Utility Air Regulatory Group v. EPA concerns whether the Environmental Protection Agency is exceeding its authority by trying to regulate so-called “greenhouse gases” from stationary sources — mainly power plants and factories. The agency wants to expand upon its authority — upheld in 2007's Massachusetts v. EPA — to treat carbon dioxide as a pollutant under the Clean Air Act and to regulate vehicle emissions.

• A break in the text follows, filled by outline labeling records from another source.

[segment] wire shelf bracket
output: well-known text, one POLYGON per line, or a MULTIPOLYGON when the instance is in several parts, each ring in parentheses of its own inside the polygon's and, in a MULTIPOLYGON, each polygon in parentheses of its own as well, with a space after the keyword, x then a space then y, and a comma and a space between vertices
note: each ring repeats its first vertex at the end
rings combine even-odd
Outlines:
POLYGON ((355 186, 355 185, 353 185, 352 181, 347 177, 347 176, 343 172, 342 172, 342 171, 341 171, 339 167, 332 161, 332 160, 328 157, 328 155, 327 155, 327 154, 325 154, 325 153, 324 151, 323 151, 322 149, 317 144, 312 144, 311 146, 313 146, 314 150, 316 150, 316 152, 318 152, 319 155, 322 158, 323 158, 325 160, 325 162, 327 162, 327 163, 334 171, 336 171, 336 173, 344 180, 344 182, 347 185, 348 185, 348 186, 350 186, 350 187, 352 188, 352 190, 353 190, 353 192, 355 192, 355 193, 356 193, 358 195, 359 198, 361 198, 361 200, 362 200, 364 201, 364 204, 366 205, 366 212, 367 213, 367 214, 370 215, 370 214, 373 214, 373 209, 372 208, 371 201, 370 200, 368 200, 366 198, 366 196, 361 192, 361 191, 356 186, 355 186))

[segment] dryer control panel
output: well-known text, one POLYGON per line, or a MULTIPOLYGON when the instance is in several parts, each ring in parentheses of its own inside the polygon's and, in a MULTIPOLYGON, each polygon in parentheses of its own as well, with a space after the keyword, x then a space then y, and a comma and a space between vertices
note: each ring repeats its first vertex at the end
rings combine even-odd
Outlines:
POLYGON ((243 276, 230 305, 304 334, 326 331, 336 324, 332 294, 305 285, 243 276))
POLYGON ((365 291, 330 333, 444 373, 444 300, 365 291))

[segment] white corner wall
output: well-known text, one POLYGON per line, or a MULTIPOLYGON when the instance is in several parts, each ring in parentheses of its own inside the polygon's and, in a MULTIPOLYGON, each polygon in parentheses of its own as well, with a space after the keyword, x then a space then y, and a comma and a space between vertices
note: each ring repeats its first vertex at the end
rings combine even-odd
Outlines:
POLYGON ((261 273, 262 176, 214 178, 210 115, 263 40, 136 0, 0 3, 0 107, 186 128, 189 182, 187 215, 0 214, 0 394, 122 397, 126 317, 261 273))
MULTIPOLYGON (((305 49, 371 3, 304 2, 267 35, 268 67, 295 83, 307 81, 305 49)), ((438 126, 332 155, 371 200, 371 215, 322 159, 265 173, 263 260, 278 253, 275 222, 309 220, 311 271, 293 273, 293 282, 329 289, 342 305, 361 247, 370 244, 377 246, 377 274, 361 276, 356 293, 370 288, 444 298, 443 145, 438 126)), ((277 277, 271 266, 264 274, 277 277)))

Never mind that the Clean Air Act doesn't address CO2 and specifies annual stationary emissions of 100 or 250 tons of other pollutants as thresholds for requiring permits. Applied to vastly greater CO2 emissions, those thresholds would make permits necessary for 6 million stationary sources — including schools, hospitals, office and apartment buildings and even large homes. So, the EPA seeks to rewrite the Clean Air Act by arbitrarily setting the CO2 permitting threshold at 75,000 or 100,000 tons.
Monday's oral arguments suggested the justices might allow the EPA to regulate carbon emissions only from stationary sources already subject to permitting for other pollutants. But even that outcome would give King Obama too much leeway to continue ruling by decree.
What's needed is an unambiguous decision that upholds the rule of law and the letter of the Clean Air Act — and declares unequivocally that the EPA is exceeding its authority.